Apprenticeships Gaining Popularity
Perhaps the most unexpected growth in apprenticeships can be seen in industries such as insurance that typically don’t use the model but are now embracing it to help cultivate a more talented and diverse workforce. Aon, a global risk management, insurance and human resources solutions company, is building an apprenticeship model in the U.S. that mirrors the success of its longtime apprenticeship work in the UK.
According to Aaron Olson, Aon’s chief talent officer, to launch its apprenticeship program, the company is partnering with City Colleges of Chicago’s Harold Washington College to offer students the opportunity to earn their associates degree while getting on-the-job experience. Students in the apprenticeship program will spend 20 hours in the classroom and 20 working each week over a two-year period. They will be paid for their work, and their education will be subsidized. Aon will launch its U.S. apprenticeship program in January 2017.

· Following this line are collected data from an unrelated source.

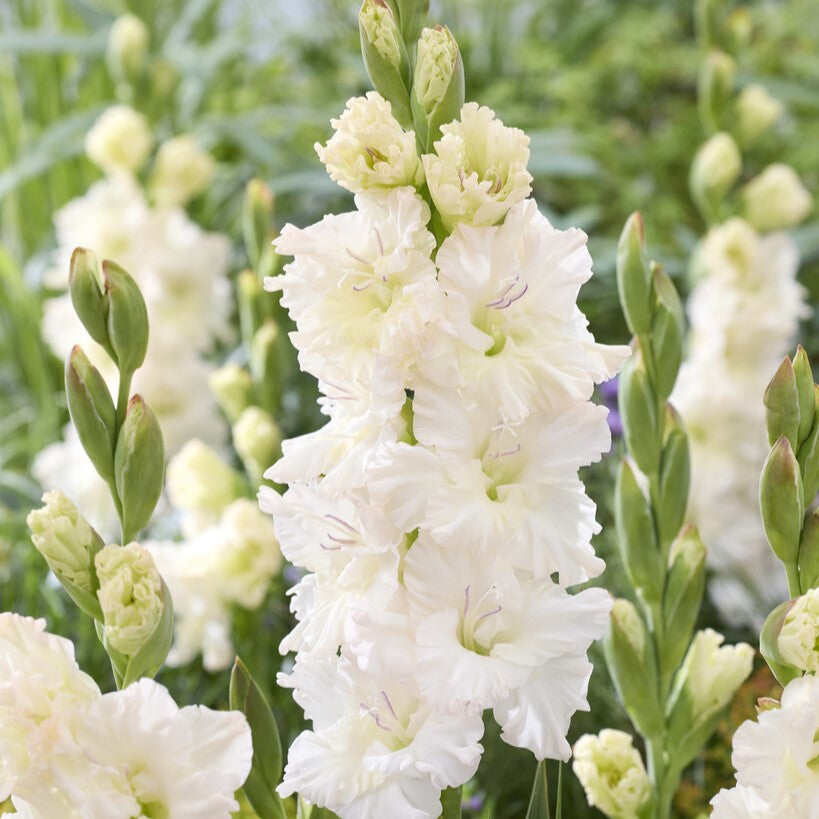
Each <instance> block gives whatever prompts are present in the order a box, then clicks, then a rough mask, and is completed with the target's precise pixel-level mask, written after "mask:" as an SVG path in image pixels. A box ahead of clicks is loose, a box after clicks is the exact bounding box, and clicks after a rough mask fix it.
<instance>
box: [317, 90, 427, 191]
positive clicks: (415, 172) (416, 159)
mask: <svg viewBox="0 0 819 819" xmlns="http://www.w3.org/2000/svg"><path fill="white" fill-rule="evenodd" d="M331 125H332V126H333V129H334V130H335V132H336V133H335V134H333V136H332V137H331V138H330V140H329V141H328V142H327V144H326V145H324V146H322V145H321V144H320V143H318V142H317V143H316V145H315V148H316V153H318V155H319V159H321V161H322V162H323V163H324V164H325V166H326V167H327V173H329V174H330V178H331V179H333V180H334V181H335V182H338V184H339V185H341V186H342V187H343V188H347V190H350V191H353V193H359V192H361V191H363V190H371V189H386V188H395V187H399V186H402V185H413V186H415V187H417V186H419V185H420V184H421V182H422V181H423V178H424V175H423V169H422V168H421V162H420V160H419V159H418V154H417V152H416V148H415V134H414V133H413V132H412V131H405V130H404V129H403V128H402V127H401V125H400V124H399V123H398V120H396V119H395V117H394V116H393V115H392V113H391V107H390V103H389V102H387V100H385V99H384V98H383V97H382V96H381V95H380V94H379V93H378V92H376V91H370V92H369V93H368V94H367V95H366V96H365V97H353V98H352V99H351V100H349V101H348V102H347V108H346V109H345V111H344V113H343V114H342V115H341V117H340V118H339V119H334V120H332V122H331Z"/></svg>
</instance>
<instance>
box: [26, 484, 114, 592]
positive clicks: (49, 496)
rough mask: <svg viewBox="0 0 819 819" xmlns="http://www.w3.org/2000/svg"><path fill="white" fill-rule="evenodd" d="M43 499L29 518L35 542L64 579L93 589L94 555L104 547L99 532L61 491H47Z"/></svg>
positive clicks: (89, 588)
mask: <svg viewBox="0 0 819 819" xmlns="http://www.w3.org/2000/svg"><path fill="white" fill-rule="evenodd" d="M43 503H44V504H45V506H43V507H42V509H35V510H33V511H32V512H30V513H29V515H28V517H27V518H26V523H27V524H28V528H29V529H30V530H31V540H32V542H33V543H34V545H35V546H36V547H37V551H38V552H40V554H41V555H42V556H43V557H44V558H45V560H46V563H48V566H49V568H50V569H51V571H53V572H54V574H55V575H57V577H58V578H59V579H60V580H61V581H64V582H65V581H67V582H68V583H70V584H71V585H73V586H76V587H77V588H78V589H81V590H82V591H85V592H89V593H90V592H91V591H92V589H93V586H94V581H93V576H92V574H91V567H92V565H93V559H94V555H95V554H96V553H97V552H98V551H99V550H100V549H101V548H102V547H103V543H102V540H101V539H100V536H99V535H98V534H97V533H96V532H95V531H94V529H93V528H92V527H91V524H89V523H88V521H87V520H86V519H85V518H84V517H83V516H82V515H81V514H80V511H79V509H77V507H76V506H74V504H73V503H72V502H71V501H70V500H69V499H68V498H67V497H66V496H65V495H64V494H63V493H62V492H59V491H54V492H46V493H45V495H43Z"/></svg>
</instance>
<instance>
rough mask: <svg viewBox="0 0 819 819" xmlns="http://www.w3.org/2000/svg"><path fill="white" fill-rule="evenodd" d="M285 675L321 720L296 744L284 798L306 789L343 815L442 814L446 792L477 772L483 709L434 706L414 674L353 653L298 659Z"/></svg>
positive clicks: (285, 682)
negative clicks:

A member of Business Champions for Credential Completion, a group of top companies across the United States working together to encourage credential completion, Aon leaders believe that apprenticeship programs also can help close the projected worker shortage gap. In a study by the Georgetown University Center on Education and the Workforce, the nation is currently on track, by 2020, to have a shortage of 5 million workers with postsecondary credentials. Apprenticeship programs can deliver a steady stream of skilled talent who understand both the culture and needs of an organization.
Aon is so committed to the apprenticeship model it has been calling for other major employers to create apprenticeship programs as well. Senior executives from the company, Zurich North America and Deputy U.S. Secretary of Labor Chris Lu recently met with senior executives from a variety of Chicago-based insurance and financial services companies to discuss the benefits of developing an industry-wide apprenticeship program. At the meeting, Chicago-area leaders from 15 major firms including JPMorgan Chase, Blue Cross Blue Shield and Mesirow Financial, among others, discussed working together to establish an apprenticeship model for the financial services and insurance industries, starting in Chicago.
The jobs created by apprenticeship programs like the one at Aon lead to long-term. Olson said some of the Chicago-meeting attendees said they started out in their careers as apprentices. “It is true that the apprenticeship model creates jobs. But over time what you’re really looking at is a system that holds the promise of delivering long term, well-paying and highly satisfying careers.”
There’s good news for smaller organizations interested in pursuing an apprenticeship program but perhaps lacking the financial resources needed to create it. According to the Department of Labor, Federal workforce and education funds can help many businesses undertake new investments in apprenticeships, encourage more employers to provide high skilled training opportunities for apprentices, and assist educators and intermediaries in strengthening the tie between training and employment through apprenticeship.
A new day is dawning for this time-tested, apprenticeship training programs. They can help to cultivate a pool of talent equipped with the organization or industry-specific skills and training, who are already well versed in an organization’s culture. At the same time, learning leaders can create a powerful opportunity for a student who will receive a post-secondary education and full-time work experience that could lead to a satisfying life-long career.